En el Rugby Village de El Arenal, los aficionados pueden sacarse fotos junto a los trofeos, colgar mensajes de ánimo a sus equipos, patear un balón hacia la ría o aventurarse con las gildas y los talos. Pero, en realidad, la esencia del rugby se encontraba ayer justo delante de San Mamés, donde un grupito de aficionados se retrataba ante una tienda llamada Golos@. Dos chicas formaban la representación local: «Somos del Universitario Bilbao Rugby. Hemos ido a tomar algo al Molly Malone y hemos conocido a todos estos. Lo bonito del rugby es que, vayas donde vayas, si te encuentras a alguien con una camiseta de rugby, puedes hablar. ¡El rugby une!», explica Lourdes Núñez.

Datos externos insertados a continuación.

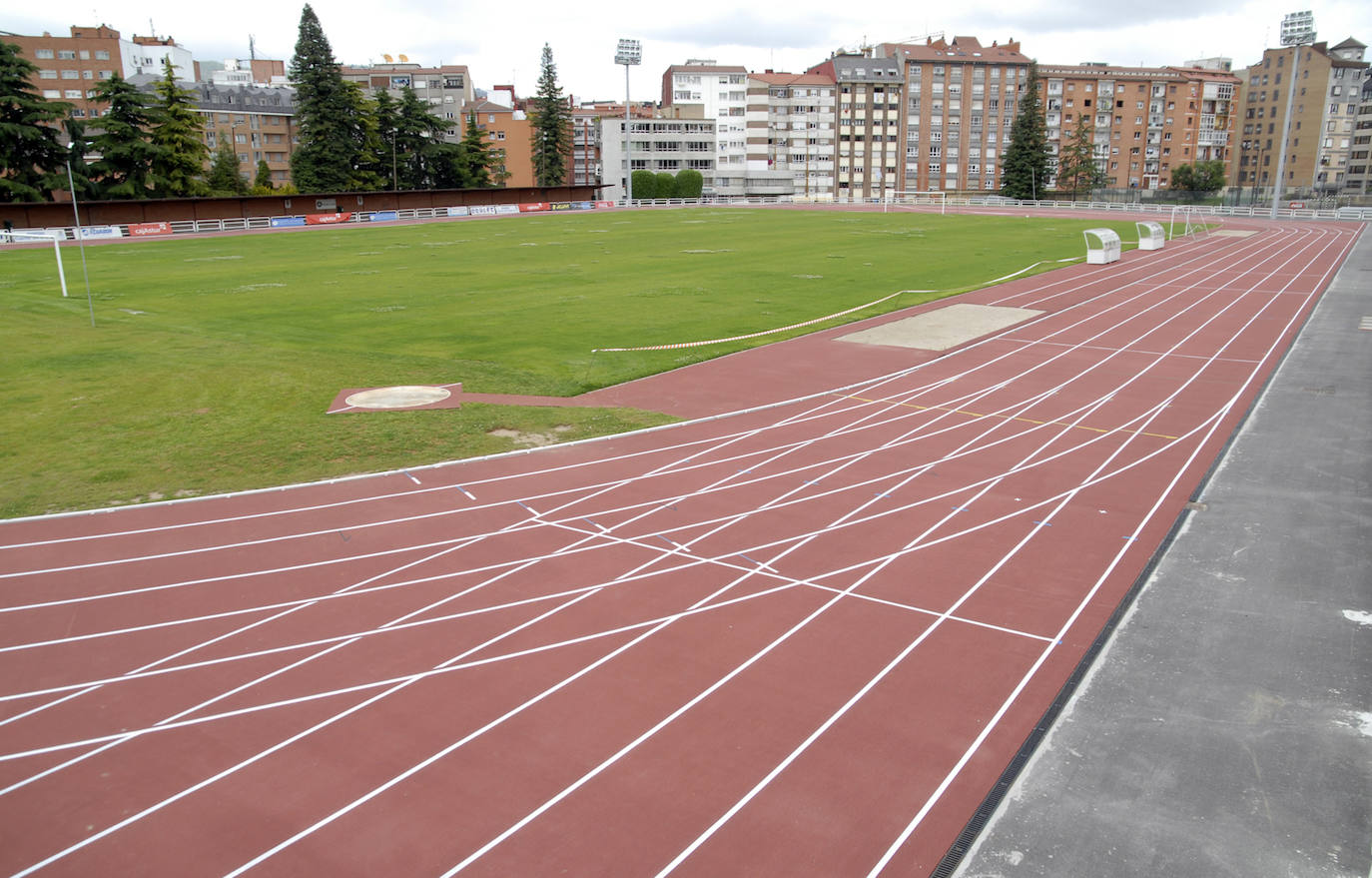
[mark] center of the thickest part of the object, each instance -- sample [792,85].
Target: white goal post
[898,199]
[33,238]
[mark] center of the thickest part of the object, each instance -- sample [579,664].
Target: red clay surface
[803,639]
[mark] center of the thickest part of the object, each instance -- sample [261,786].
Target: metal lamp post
[1297,30]
[630,52]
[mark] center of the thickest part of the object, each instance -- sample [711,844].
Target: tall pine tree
[30,151]
[552,127]
[1077,168]
[330,153]
[179,133]
[1027,157]
[475,160]
[128,155]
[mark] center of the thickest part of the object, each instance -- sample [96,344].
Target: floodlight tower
[630,52]
[1297,30]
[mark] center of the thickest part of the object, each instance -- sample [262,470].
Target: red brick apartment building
[69,67]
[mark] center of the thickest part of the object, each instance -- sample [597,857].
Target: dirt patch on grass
[530,439]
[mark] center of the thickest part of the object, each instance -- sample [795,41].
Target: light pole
[1297,30]
[630,52]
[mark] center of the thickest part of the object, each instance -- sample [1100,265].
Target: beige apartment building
[791,135]
[446,89]
[1324,113]
[961,99]
[1143,121]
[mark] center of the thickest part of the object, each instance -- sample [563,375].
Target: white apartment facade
[659,144]
[791,135]
[721,92]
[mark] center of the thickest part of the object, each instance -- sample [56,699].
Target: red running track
[796,641]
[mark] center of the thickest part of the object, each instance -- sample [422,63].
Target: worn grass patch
[213,360]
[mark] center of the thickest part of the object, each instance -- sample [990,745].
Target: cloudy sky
[502,44]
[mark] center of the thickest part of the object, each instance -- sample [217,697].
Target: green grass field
[213,361]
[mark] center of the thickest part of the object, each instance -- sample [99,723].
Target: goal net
[916,201]
[1189,223]
[55,238]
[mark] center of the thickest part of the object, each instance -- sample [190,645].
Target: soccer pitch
[213,361]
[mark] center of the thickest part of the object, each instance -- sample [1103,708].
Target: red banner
[139,230]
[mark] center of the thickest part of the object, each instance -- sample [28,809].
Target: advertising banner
[329,219]
[143,230]
[92,232]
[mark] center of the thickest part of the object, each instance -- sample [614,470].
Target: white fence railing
[191,227]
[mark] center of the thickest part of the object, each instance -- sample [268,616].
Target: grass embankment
[213,361]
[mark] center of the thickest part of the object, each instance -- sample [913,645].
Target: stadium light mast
[1297,30]
[630,52]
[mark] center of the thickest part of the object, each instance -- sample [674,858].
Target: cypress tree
[1027,157]
[30,153]
[128,155]
[329,154]
[475,157]
[552,127]
[179,133]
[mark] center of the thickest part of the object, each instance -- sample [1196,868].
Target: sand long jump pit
[943,328]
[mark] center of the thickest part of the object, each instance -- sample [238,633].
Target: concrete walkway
[1227,727]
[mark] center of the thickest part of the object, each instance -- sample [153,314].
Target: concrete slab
[1227,727]
[943,328]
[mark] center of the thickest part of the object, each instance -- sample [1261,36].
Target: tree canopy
[128,160]
[30,153]
[1077,169]
[1027,157]
[550,125]
[326,114]
[1203,177]
[179,135]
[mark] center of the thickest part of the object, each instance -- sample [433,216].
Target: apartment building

Sus nuevos amigos son ingleses del mismo Gloucester, que han querido fotografiarse ante la tienda porque -eso dicen- el nombre les suena parecido al de su equipo. Y aplaudiendo la escena hay unos cuantos galeses como Aaron Price, un barbudo de Port Talbot con acento tan impenetrable que el oído desentrenado solo logra desentrañar dos frases. Una es, precisamente, «tengo un acento muy fuerte». Y la otra es su respuesta a una pregunta muy sencilla: ¿qué pasará si esta noche pierden? «Dará igual. ¡Beberemos lo mismo!».